Dans la foulée, Belvision s’attellera à la réalisation d’Astérix et Cléopâtre (1968), un projet de dimension véritablement…pharaonique. Cette fois-ci, Leblanc et Dargaud ont pris soin d’impliquer directement les auteurs qui veillent de près aux standards de qualité. Galvanisées par la présence et le soutien de Goscinny et d’Uderzo, les équipes de Belvision donnent la pleine mesure de leurs talents. Appuyé sur une solide documentation consacrée à l’Egypte ancienne, le décoriste Claude Lambert se surpasse. » Selon moi, déclare Daniel Couvreur, c’est l’homme qui a donné son âme à Belvision. A chaque réalisation, on était dans une esthétique différente, celle d’Astérix, la ligne claire d’Hergé, ou encore le trait minimaliste de Morris. Il fallait donc respecter la patte des auteurs. Et le seul qui a véritablement eu une forme de liberté et a pu exprimer sa poésie personnelle, c’est Claude Lambert. »
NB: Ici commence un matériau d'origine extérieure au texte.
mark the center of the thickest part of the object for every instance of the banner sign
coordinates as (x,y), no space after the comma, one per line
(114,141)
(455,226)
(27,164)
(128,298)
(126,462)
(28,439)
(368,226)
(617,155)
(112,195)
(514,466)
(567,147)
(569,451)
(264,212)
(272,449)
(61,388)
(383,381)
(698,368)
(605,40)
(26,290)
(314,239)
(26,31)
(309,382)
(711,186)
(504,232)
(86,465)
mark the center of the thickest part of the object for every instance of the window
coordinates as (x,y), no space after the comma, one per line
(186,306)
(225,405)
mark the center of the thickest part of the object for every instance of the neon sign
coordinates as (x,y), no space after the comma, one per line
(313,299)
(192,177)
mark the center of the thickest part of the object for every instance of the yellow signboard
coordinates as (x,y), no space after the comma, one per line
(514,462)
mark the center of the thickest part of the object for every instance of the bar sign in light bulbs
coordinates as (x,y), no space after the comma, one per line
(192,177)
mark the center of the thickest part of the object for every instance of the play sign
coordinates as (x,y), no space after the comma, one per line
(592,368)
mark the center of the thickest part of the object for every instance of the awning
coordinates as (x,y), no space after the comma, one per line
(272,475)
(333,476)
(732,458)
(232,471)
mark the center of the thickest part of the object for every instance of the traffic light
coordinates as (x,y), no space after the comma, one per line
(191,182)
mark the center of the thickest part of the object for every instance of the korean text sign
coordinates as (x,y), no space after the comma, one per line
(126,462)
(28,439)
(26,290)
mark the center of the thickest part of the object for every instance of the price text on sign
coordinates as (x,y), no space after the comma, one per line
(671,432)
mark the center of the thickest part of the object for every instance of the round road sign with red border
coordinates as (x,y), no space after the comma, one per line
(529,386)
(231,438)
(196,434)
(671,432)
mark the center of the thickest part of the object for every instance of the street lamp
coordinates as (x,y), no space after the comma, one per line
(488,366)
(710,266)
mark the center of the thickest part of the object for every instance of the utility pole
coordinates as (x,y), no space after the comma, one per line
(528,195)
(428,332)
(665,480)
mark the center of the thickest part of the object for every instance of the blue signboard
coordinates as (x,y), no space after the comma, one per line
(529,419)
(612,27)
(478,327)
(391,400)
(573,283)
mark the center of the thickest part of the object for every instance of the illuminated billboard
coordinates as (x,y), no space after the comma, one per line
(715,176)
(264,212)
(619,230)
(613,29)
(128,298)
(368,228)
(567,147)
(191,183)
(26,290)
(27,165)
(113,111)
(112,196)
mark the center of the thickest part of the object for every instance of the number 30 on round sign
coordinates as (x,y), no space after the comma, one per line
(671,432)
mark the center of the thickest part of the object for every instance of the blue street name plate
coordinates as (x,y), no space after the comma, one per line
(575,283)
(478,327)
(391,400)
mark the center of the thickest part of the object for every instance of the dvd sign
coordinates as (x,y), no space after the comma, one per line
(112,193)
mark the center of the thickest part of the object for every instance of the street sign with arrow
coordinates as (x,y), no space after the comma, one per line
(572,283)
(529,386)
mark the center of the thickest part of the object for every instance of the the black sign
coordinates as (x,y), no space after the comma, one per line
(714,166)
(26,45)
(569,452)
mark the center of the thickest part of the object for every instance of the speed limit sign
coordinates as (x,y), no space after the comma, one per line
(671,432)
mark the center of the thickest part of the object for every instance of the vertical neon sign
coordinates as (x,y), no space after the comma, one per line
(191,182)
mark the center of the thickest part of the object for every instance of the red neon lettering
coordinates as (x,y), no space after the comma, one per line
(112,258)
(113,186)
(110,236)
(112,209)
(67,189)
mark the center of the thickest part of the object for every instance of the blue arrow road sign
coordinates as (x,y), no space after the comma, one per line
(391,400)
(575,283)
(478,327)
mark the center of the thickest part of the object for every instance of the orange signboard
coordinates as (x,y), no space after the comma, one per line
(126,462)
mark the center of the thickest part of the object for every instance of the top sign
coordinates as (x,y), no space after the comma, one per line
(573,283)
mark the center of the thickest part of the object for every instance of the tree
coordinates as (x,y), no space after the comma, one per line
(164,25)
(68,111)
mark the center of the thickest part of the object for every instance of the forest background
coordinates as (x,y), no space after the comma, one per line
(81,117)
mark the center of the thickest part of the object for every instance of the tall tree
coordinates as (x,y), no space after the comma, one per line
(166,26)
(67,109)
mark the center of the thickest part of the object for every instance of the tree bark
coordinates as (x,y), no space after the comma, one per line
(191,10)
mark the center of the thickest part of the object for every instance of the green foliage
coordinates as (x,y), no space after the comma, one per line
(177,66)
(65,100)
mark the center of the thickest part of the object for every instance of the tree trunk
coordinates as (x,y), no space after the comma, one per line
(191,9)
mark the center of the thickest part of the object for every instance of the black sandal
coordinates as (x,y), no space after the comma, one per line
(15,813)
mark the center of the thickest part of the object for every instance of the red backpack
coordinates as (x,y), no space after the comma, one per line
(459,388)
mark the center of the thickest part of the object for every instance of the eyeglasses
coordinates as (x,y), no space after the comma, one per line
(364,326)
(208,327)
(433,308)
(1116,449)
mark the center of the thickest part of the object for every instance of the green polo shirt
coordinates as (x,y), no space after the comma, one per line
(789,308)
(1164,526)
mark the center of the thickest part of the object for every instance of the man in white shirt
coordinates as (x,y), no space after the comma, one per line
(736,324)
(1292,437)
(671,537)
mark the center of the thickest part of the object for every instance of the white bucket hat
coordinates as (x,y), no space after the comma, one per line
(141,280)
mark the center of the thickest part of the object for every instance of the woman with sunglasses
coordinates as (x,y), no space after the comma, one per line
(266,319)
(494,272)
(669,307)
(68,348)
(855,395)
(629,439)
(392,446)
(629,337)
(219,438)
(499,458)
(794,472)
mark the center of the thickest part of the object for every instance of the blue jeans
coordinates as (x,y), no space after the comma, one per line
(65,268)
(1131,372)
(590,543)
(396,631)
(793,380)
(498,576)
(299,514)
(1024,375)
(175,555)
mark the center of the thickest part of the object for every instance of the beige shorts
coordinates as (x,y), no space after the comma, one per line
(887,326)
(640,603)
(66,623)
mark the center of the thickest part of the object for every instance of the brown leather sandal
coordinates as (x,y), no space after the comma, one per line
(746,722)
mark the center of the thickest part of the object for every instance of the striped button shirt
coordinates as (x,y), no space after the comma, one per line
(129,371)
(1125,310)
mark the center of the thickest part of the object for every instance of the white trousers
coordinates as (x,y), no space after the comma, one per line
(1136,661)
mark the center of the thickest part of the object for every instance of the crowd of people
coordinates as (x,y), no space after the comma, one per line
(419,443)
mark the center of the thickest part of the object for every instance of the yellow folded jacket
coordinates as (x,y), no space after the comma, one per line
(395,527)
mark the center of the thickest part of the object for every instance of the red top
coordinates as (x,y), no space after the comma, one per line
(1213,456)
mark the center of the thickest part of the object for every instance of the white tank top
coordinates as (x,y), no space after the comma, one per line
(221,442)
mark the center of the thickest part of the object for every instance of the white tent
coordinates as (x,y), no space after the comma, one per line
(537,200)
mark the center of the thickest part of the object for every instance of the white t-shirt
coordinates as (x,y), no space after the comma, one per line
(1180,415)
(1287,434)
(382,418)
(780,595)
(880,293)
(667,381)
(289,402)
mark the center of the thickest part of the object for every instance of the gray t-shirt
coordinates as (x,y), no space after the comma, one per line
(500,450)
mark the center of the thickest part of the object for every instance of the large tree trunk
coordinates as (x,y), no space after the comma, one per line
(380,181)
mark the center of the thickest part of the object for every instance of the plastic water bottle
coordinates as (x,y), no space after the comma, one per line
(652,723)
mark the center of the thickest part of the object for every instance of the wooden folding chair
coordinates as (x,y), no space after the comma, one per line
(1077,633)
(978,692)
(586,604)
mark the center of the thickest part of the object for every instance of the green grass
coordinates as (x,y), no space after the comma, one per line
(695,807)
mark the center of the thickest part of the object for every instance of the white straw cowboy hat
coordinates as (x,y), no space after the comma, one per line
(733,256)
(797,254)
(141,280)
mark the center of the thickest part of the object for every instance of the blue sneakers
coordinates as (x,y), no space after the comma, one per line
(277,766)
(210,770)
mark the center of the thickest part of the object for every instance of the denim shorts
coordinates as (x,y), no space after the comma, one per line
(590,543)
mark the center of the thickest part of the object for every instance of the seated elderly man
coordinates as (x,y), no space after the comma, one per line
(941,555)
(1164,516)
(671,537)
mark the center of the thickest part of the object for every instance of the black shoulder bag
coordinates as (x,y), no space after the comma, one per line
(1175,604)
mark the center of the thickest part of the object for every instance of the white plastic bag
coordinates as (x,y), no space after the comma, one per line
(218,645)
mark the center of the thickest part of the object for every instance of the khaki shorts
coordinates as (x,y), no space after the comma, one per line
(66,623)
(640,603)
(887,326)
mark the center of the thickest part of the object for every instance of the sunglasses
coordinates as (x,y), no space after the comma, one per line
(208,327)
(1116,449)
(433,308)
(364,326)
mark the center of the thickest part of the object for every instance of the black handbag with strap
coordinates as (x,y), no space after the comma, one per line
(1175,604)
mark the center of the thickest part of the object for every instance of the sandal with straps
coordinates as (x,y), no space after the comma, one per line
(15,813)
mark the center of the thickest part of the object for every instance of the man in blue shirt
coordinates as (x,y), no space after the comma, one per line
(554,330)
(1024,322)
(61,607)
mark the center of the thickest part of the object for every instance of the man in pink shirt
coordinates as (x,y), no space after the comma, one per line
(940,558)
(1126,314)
L’implication directe des auteurs deviendra d’ailleurs, au fil du temps, l’une des caractéristiques de l’âge d’or de Belvision et contribuera à signer ses plus belles réussites. Ce sera notamment le cas pour Lucky Luke (1971) où Morris va jusqu’à dessiner lui-même des décors. De même pour Tintin et le Temple du soleil, pour lequel Hergé expliquera aux équipes comment animer en souplesse ses personnages aux proportions faussement réalistes. » Et la plus forte implication de toutes, conclut Daniel Couvreur, sera celle de Peyo sur La Flûte à six Schtroumpfs. Le père de Johan et Pirlouit a réalisé lui-même des centaines de dessins et son compère Yvan Delporte s’est quant à lui chargé du scénario et de certaines chansons du film. »
Mais la belle aventure de Belvision s’achèvera, en ce qui concerne les longs- métrages en tout cas, avec Les voyages de Gulliver (1977), une animation impliquant un personnage en chair et en os, le comédien Richard Harris (Les canons de Navarone, Cromwell, Harry Potter). Un chef-d’oeuvre, mais aussi un gouffre financier dont Belvision ne se relèvera jamais vraiment…
(1) Belvision, Le Hollywood européen du dessin animé, par Daniel Couvreur, éditions du Lombard, 270 p.
(2) Belvision, la mine d’or au bout du couloir, documentaire réalisé en 2003 par Philippe Capart. Dans l’album sous forme de DVD.